Instrumental studies


In addition to an electrocardiogram (ECG), in case of cardiac pathology, various instrumental diagnostic studies .

  • Ultrasound of the abdominal cavity;
  • FEGDS examination of the digestive organs;
  • Ultrasound of the heart, pulmonary vessels and aorta;
  • FVD, examination of external respiration functions;
  • Chest X-ray;
  • CT, computed tomography;
  • MRI, magnetic resonance imaging;
  • EchoCG, echocardiography and others.

What signs confirm heart pain?

Critical conditions are caused by cardiac pathologies, which can be determined using simple manipulations. It is necessary to understand whether the pain intensifies when inhaling, when raising your arms, bending your torso, or whether you can take a deep breath. An increase in pain may indicate the presence of intercostal neuralgia or osteochondrosis.

The pain may intensify with physical exertion and decrease at rest when angina pectoris , with insufficient blood supply to the heart muscle in an active state.
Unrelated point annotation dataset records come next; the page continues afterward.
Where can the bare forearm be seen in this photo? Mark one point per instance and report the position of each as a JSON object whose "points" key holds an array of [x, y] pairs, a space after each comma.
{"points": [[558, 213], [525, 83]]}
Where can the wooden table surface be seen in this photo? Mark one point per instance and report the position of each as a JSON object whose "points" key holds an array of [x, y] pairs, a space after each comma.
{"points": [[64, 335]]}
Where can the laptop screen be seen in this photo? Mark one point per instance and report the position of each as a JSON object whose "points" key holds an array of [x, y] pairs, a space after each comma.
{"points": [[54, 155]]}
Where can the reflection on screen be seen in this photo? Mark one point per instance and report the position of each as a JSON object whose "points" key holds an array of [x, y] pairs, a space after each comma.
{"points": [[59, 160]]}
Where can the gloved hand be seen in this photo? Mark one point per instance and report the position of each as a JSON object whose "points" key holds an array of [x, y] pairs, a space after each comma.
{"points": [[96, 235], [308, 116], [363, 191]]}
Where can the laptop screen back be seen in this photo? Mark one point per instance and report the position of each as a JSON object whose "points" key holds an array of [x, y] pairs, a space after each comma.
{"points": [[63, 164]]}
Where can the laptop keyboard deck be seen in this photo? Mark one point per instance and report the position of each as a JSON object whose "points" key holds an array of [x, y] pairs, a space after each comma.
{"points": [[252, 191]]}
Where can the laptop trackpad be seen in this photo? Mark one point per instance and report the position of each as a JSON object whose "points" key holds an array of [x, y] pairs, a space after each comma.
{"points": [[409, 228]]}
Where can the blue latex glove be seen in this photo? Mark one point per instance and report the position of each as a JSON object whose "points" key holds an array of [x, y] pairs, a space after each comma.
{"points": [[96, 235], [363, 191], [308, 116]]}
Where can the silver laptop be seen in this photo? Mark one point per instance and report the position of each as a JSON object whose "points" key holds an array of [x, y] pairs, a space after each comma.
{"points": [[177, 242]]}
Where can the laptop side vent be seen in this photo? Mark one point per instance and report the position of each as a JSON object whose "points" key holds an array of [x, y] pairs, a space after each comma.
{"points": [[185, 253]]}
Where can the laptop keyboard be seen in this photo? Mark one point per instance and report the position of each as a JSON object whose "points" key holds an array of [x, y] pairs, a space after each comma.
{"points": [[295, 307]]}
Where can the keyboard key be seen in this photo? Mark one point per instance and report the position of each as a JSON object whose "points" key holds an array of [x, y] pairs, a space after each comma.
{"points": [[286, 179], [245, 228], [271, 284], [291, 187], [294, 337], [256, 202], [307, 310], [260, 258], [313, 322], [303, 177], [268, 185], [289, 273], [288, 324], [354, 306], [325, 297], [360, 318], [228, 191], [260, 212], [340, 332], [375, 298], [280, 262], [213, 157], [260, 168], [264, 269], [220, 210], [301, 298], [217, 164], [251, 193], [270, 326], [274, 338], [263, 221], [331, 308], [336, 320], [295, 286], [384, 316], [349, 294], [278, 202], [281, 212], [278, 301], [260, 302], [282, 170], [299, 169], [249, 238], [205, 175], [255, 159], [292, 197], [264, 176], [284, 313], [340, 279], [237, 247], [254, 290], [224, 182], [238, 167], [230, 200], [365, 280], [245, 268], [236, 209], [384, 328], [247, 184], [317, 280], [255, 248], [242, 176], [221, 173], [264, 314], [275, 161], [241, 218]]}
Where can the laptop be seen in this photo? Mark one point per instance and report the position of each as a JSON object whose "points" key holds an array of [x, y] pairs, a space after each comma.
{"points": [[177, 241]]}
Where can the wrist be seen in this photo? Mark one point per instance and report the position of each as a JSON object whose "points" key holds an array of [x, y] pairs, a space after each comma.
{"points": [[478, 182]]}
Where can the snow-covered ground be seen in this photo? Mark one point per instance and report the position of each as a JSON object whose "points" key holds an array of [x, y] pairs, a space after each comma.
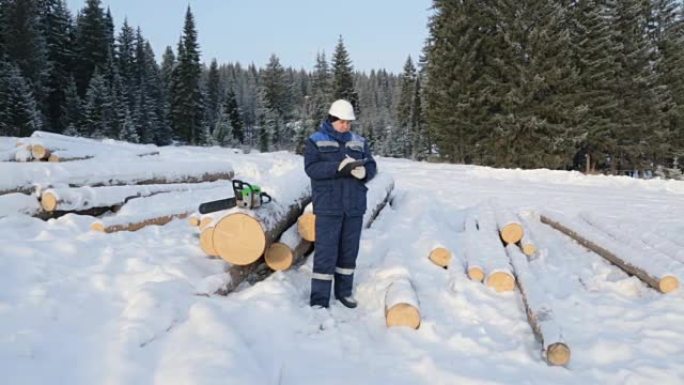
{"points": [[81, 307]]}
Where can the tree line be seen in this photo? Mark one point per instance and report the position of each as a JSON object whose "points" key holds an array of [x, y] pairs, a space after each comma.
{"points": [[557, 83], [533, 83]]}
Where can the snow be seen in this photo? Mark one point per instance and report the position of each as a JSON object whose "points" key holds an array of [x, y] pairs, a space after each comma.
{"points": [[82, 307]]}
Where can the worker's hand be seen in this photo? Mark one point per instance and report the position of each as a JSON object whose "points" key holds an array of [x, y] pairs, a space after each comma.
{"points": [[359, 172], [347, 165]]}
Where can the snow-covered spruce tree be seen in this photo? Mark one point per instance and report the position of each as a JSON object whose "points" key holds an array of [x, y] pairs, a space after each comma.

Cardiac pathologies are often accompanied by sharp pressing pain, difficulty breathing, stress, discomfort in the chest, cold sweat, irradiation to the left shoulder, arm and under the left shoulder blade.

An emergency call to a private medical ambulance allows you to help in emergency situations, do an ECG, a rapid blood test for the protein troponin to determine myocardial infarction, and transport the patient to the hospital.